More than a tale of historical slavery – but not to lessen the deep gouge on human history that slavery was, River Sing Me Home is a narrative on freedom. So longed for, wished for and a driving force deep within the souls of the enslaved, when freedom finally comes it takes shape in different ways. This is a deeply heart-felt motherly pursuit post-emancipation law in 1834. Although the end-of-slavery law was passed in London in 1833, the effect was not immediate. It took time for news to travel to the colonies on the Caribbean Islands of Barbados, British Guiana and Trinidad where this book is set. Cruel, manipulative owners and overseers of sugar plantations were not willing to relinquish their power and profitable exploitation so readily. This sets the scene for River Sing Me Home.
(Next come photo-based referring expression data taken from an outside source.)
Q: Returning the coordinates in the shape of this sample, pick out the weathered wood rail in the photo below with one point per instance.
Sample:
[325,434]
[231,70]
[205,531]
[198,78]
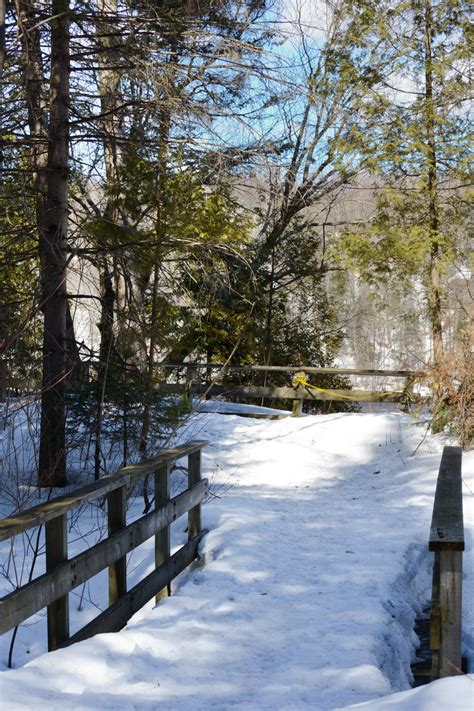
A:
[447,543]
[298,394]
[63,574]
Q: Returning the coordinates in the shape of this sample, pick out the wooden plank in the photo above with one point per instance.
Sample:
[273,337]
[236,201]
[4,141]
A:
[24,602]
[450,605]
[284,393]
[194,477]
[447,526]
[293,369]
[297,409]
[162,538]
[56,553]
[47,511]
[116,617]
[116,519]
[435,620]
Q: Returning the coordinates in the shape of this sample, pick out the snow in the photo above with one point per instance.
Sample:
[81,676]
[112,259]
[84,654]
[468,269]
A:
[311,575]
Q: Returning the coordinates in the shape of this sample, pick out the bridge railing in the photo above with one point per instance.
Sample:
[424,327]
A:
[299,391]
[63,574]
[447,543]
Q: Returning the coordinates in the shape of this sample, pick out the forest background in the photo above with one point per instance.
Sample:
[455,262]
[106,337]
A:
[247,182]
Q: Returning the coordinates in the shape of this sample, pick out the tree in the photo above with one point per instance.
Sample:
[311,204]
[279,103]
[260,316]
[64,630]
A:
[419,153]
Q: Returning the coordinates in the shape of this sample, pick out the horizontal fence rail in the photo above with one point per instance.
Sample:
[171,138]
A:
[293,369]
[63,574]
[447,543]
[300,391]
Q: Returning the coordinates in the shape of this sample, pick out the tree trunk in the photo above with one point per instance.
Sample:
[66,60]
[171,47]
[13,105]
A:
[434,269]
[53,254]
[2,35]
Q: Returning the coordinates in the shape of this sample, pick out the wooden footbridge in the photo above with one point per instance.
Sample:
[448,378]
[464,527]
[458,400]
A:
[63,573]
[203,379]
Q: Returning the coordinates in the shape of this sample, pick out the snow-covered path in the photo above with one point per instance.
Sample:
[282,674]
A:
[313,570]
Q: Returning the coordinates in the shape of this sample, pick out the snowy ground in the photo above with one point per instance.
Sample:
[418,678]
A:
[314,568]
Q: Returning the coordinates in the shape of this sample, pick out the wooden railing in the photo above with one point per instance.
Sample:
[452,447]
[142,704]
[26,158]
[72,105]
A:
[193,386]
[63,574]
[447,542]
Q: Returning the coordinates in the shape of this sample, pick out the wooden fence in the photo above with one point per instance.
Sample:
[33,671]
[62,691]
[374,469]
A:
[298,394]
[63,574]
[447,542]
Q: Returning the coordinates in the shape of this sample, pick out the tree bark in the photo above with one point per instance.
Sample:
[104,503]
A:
[434,269]
[2,35]
[53,255]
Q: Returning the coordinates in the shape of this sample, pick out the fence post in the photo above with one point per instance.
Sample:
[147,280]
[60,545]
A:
[56,552]
[116,514]
[435,630]
[162,538]
[297,409]
[194,475]
[450,595]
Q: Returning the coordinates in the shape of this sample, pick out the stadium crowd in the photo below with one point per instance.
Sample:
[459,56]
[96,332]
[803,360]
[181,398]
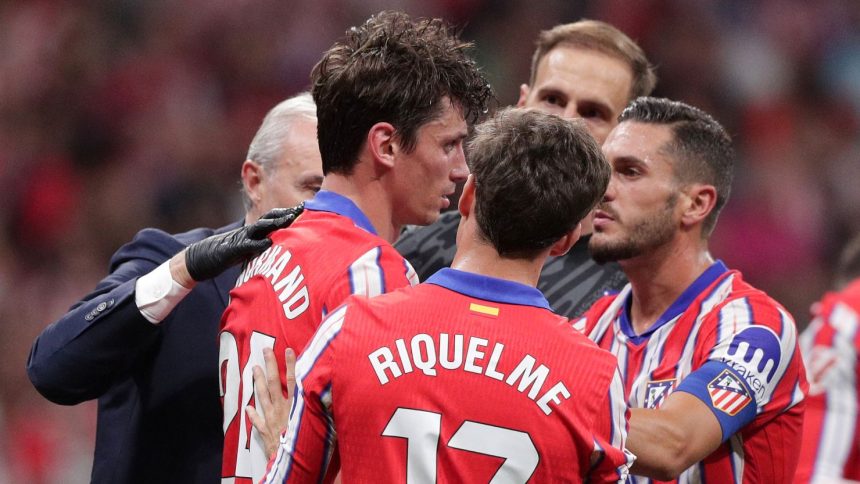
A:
[115,116]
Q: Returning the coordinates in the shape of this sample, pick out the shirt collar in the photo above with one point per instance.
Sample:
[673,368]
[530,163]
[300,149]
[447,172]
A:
[680,305]
[326,201]
[489,288]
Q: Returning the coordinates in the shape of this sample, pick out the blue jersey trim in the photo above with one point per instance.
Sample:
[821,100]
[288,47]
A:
[677,308]
[326,201]
[489,288]
[706,379]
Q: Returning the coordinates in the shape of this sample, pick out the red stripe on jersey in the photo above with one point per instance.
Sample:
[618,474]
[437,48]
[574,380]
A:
[279,301]
[704,330]
[831,346]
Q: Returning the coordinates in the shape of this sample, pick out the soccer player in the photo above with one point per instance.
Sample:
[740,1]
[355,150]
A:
[831,451]
[142,341]
[470,377]
[394,99]
[588,70]
[711,364]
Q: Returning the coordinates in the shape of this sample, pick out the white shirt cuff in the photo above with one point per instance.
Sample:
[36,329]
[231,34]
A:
[156,293]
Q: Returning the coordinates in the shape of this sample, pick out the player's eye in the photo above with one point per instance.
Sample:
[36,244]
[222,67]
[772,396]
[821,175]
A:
[553,100]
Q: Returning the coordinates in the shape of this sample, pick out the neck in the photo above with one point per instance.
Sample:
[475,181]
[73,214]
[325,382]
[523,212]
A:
[480,257]
[369,195]
[660,277]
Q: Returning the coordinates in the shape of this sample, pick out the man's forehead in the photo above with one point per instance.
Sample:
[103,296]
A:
[587,71]
[635,137]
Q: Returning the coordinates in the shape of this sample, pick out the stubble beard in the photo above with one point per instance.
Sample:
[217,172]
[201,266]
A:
[645,235]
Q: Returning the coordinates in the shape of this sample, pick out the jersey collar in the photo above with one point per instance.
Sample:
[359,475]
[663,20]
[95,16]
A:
[680,305]
[489,288]
[326,201]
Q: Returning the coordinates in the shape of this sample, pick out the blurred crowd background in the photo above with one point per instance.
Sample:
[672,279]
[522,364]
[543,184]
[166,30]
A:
[118,114]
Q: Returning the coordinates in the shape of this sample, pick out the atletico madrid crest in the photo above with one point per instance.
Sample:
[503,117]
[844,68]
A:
[728,393]
[657,391]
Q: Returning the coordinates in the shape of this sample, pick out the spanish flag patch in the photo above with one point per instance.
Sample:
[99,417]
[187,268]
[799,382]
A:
[485,310]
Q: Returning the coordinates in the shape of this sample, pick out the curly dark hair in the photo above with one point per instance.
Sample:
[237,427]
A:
[391,69]
[536,176]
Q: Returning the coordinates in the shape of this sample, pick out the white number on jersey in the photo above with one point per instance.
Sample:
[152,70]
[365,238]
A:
[236,399]
[518,450]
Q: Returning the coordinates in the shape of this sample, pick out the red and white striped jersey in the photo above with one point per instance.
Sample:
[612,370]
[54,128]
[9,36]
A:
[831,448]
[465,378]
[330,252]
[735,349]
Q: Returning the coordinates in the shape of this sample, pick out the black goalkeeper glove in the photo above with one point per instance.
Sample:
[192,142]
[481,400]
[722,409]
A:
[213,255]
Rachel is a mother and a slave that ran. Her mind is gripped by fear and her spirit is unsettled. She understands loss of family and home but has never known freedom and it’s a concept hard to grasp but she has to live with the scars. “I have seen people struggle to live after they escaped…freedom is what they wanted for so long. Freedom means stepping over the plantation boundary – but what then? It can be hard to live after freedom…I think we have known that there’s a gap between what is real and imagined…” Rachel has good reason be unsettled, her maternal spirit over-rides any commonsense. She’s driven to resolve the mysteries of her missing children – taken at various ages, sold or moved on to another part of the plantation, mere commodities to be traded in business. Eleven children in total, five alive and six more died from fever or before their first breath hit their lungs. It is this relentless pursuit that underpins River Sing me Home. Rachel searches for Micah, Mary Grace, Mercy, Cherry Jane and Thomas Augustus. Across three Caribbean islands, five different outcomes and very different ways to live in ‘freedom’. It is brutal and confronting, yet in amongst it all there are rekindled bonds and resolution, making this a hopeful book too. Highly recommended.